Vor welchen konkreten Herausforderungen stehen Frauen bei der Arbeit von Hilfsorganisationen vor Ort?

In einigen Kontexten kann es für Frauen anstrengend und eine Herausforderung sein, sich den Respekt und das Vertrauen der Menschen und das Vertrauen der Behörden und Ältesten der Gemeinwesen zu erarbeiten. Dafür ist es sehr wichtig, dass die Hilfsorganisationen das Selbstvertrauen ihrer weiblichen Mitarbeitenden stärken und sie Funktionen ausüben lassen, die bis dahin überwiegend von Männern ausgeübt wurden.
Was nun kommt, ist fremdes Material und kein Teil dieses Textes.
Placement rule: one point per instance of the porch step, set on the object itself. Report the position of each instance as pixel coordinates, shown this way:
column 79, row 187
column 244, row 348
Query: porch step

Konkrete Herausforderungen können sich zum Beispiel auch in Bezug auf die eigene Sicherheit stellen, etwa in Zusammenhang mit der Unterbringung oder Wohnsituation in entlegenen Gebieten oder mit dem Risiko von sexueller Gewalt oder Belästigung. Glücklicherweise werden diese Problematiken zunehmend thematisiert. Es wird darüber gesprochen und sowohl Frauen als auch Männer sind sich der Situation bewusster und können sich gegenseitig helfen, sichere Arbeitsbedingungen für alle Mitarbeitenden zu schaffen.

Wie viele Frauen arbeiten vor Ort für den LWB und was wird getan, um auf ihre besonderen Bedürfnisse einzugehen?

Der LWB insgesamt ist um eine ausgewogene Vertretung beider Geschlechter unter seinen Mitarbeitenden bemüht und hat da in den vergangenen Jahren auch enorme Fortschritte gemacht. Wir sind sehr stolz darauf, dass 2018 etwa 40 Prozent unserer Mitarbeitenden weltweit Frauen waren, und dass auch die Zahl von Frauen in Führungspositionen auf allen Ebenen der Organisation zugenommen hat. 50 Prozent der Leitungspersonen unserer Länderprogramme sind Frauen.

Themen und Problematiken im Zusammenhang mit dem Geschlecht werden aufgrund unserer Fürsorgepflicht in erster Linie konkret in Bereichen angesprochen, die mit der Sicherheit unserer Mitarbeitenden zusammenhängen. Darüber hinaus gibt es natürlich adäquate Vorkehrungen und Regeln für den Mutterschutz und Mutterschaftsurlaub und wir haben eine familienfreundliche Personalpolitik, damit Frauen die Möglichkeit haben, Arbeits- und Familienleben gut zu vereinbaren.

Der Schutz des humanitären Raums war in den vergangenen Jahren immer wieder Thema. Wie sieht es diesbezüglich aktuell aus – in dem Jahr des 70-jährigen Bestehens der Genfer Konventionen und dem 10. Welttag der humanitären Hilfe?

Die Situation ist nicht besser geworden, ganz im Gegenteil. In vielen Konfliktgebieten erleben wir schwere Verstöße gegen das humanitäre Völkerrecht. Humanitäre Helferinnen und Helfer werden zu Zielscheiben und die Zivilbevölkerung, die zwischen die Fronten gerät, wird missachtet. Noch nie war es so offenkundig, dass die Genfer Konventionen und das humanitäre Völkerrecht bewahrt und verteidigt werden müssen. Humanitäre Helferinnen und Helfer dürfen nicht davon abgehalten werden, ihre lebensrettende Arbeit zu tun, und noch weniger dürfen sie zu Zielscheiben werden.

Die Mitarbeitenden aus dem jeweiligen Land sind oftmals sogar einem noch größeren Risiko ausgesetzt, als die internationalen Helferinnen und Helfer, weil sie immer an vorderster Front arbeiten und den gefährlichsten Situationen ausgesetzt sind. Die wirklich große Mehrheit – mehr als 90 Prozent – der LWB-Angestellten sind lokale Mitarbeitende, die in ihrem eigenen Land oder der Region arbeiten. Der LWB ist fest entschlossen, ihr Recht zu schützen, unter würdigen Bedingungen, ohne Angst und im Dienst der schutzbedürftigsten Menschen zu arbeiten.